Partie 2 : les immunothérapies en développement clinique dans la MA

D. Les immunothérapies anti-Aβ en développement clinique pour traiter la MA

1) Vaccination thérapeutique contre le peptide Aβ entier et méningoencéphalites

En 2000, les laboratoires Elan & Wyeth furent les premiers à transposer l’approche du vaccin anti-Aβ en clinique : ils couplèrent un peptide synthétique Aβ42 entier à l’adjuvant QS-

21. Ce vaccin, l’AN1792, était comparable à ceux testés sur les modèles de souris. Le peptide Aβ42 synthétique comporte des épitopes B et T, il est donc capable de stimuler une réponse

humorale et une réponse cellulaire [132].

La phase I de l’essai a été menée sur 80 patients atteints du stade léger à modéré de la MA [133]. Son but était d’évaluer la sécurité d’emploi du produit. Les sujets inclus ont reçu le vaccin complet AN1792, l’adjuvant seul (QS-21) ou le placebo. Seuls 20% des patients ont produit des anticorps en réponse à l’administration du vaccin. Par conséquent, un émulsifiant (le polysorbate 80) a été ajouté à la formulation aux derniers stades de la phase I afin d’augmenter la solubilité du peptide et améliorer la stabilité du vaccin. Aucun effet indésirable notable n’a été rapporté à la fin de cette phase. Bien que cet essai n’ait pas été conçu pour évaluer l’efficacité du produit, l’un des quatre critères d’évaluation clinique utilisés (score DAD) a montré un déclin de l’autonomie du patient significativement plus faible dans le groupe traité par le vaccin que dans le groupe témoin, après 84 semaines (p= 0.002). Les autres critères n’ont montré aucune différence entre le vaccin et le placebo [134].

Après ces résultats encourageants, le laboratoire a initié une étude de phase II sur 372 patients atteints de MA légère à modérée. 300 sujets devaient recevoir le vaccin, et 72 devaient recevoir un placebo pour permettre une comparaison des effets. La phase II devait permettre de tester l’efficacité du produit et de déterminer la dose optimale et ses effets indésirables éventuels.

b) AN1792 et méningoencéphalites

i. Premières observations des méningoencéphalites avec l’AN1792

Cependant, en janvier 2002, l’essai de phase II a dû être interrompu précocement suite à la survenue de méningoencéphalites (ME) chez 6% (18/300) des patients traités par le vaccin [135] - [136]. La plupart des patients (88% ; 16/18) ont développé cette réaction après deux immunisations, avec une période de latence médiane de 40 jours.

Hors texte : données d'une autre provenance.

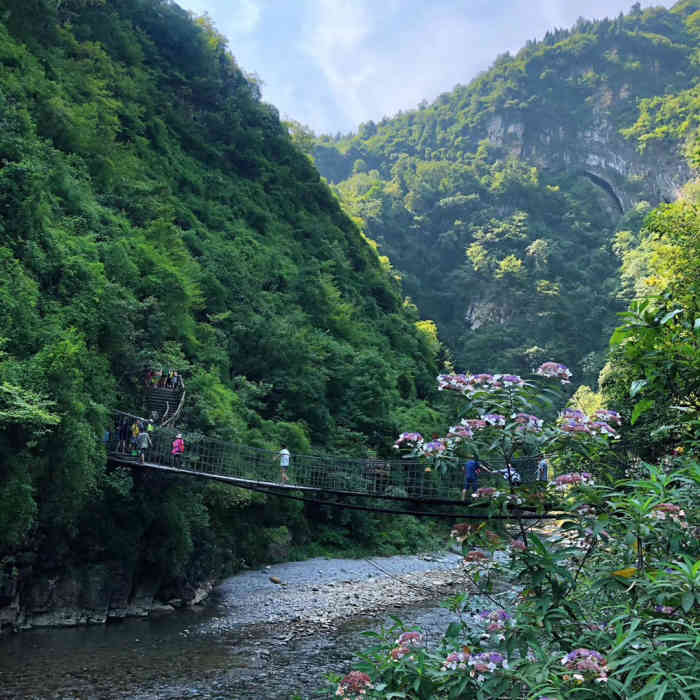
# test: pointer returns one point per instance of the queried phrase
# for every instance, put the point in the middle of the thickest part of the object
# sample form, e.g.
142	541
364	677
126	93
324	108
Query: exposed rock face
90	594
599	151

La ME, qui est un processus inflammatoire cérébral, s’est principalement manifestée par une confusion, une céphalée et une léthargie. Certains patients ont également présenté des lésions au niveau de la substance blanche. La plupart des sujets ont été traités par des corticoïdes et deux patients ont dû subir une plasmaphérèse. Douze des patients ont retrouvé leur état initial, alors que six d’entre eux ont gardé des séquelles cognitives ou neurologiques.

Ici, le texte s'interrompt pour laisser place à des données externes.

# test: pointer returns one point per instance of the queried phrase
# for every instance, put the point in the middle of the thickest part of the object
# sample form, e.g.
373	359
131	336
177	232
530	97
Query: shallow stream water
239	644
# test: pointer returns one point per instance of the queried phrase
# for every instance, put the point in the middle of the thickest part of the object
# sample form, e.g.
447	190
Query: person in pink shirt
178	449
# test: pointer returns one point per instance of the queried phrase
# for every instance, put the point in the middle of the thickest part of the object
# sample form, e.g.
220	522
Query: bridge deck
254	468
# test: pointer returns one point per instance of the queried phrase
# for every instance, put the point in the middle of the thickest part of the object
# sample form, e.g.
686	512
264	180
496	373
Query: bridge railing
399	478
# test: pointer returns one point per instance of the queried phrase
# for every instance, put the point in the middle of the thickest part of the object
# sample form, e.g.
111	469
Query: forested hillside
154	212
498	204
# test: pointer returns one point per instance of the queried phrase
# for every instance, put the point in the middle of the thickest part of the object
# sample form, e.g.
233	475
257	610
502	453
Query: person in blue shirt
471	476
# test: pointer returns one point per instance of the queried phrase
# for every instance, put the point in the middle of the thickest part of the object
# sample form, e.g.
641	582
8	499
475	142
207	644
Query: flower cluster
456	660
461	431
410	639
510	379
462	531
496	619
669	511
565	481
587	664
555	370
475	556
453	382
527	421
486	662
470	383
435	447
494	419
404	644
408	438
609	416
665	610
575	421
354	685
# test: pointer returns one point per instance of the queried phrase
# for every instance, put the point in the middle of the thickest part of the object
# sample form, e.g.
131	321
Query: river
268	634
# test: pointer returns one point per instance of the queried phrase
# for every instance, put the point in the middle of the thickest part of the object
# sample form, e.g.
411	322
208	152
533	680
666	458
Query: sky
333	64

ii. Physiopathologie des méningoencéphalites liées à l’AN1792

La physiopathologie de la ME vaccinale n’a pas encore complètement été élucidée, mais la plupart des données révèlent le rôle déterminant de la réponse immune cellulaire, et plus particulièrement des lymphocytes T auxiliaires Th1 qui auraient été activés par l’Aβ42

[137].

Parmi ces preuves, on mentionnera notamment l’absence de corrélation entre la réponse immunitaire humorale (les titres d’anticorps anti-Aβ42) et les caractéristiques de la ME

(l’apparition des symptômes, leur sévérité ou leur disparition). 16% (3/18) des patients touchés n’avaient par exemple pas produit d’anticorps spécifiques (patients non-répondeurs). De plus, la majorité des patients répondeurs n’a pas développé de méningoencéphalite (70% des patients, 41/59) [135].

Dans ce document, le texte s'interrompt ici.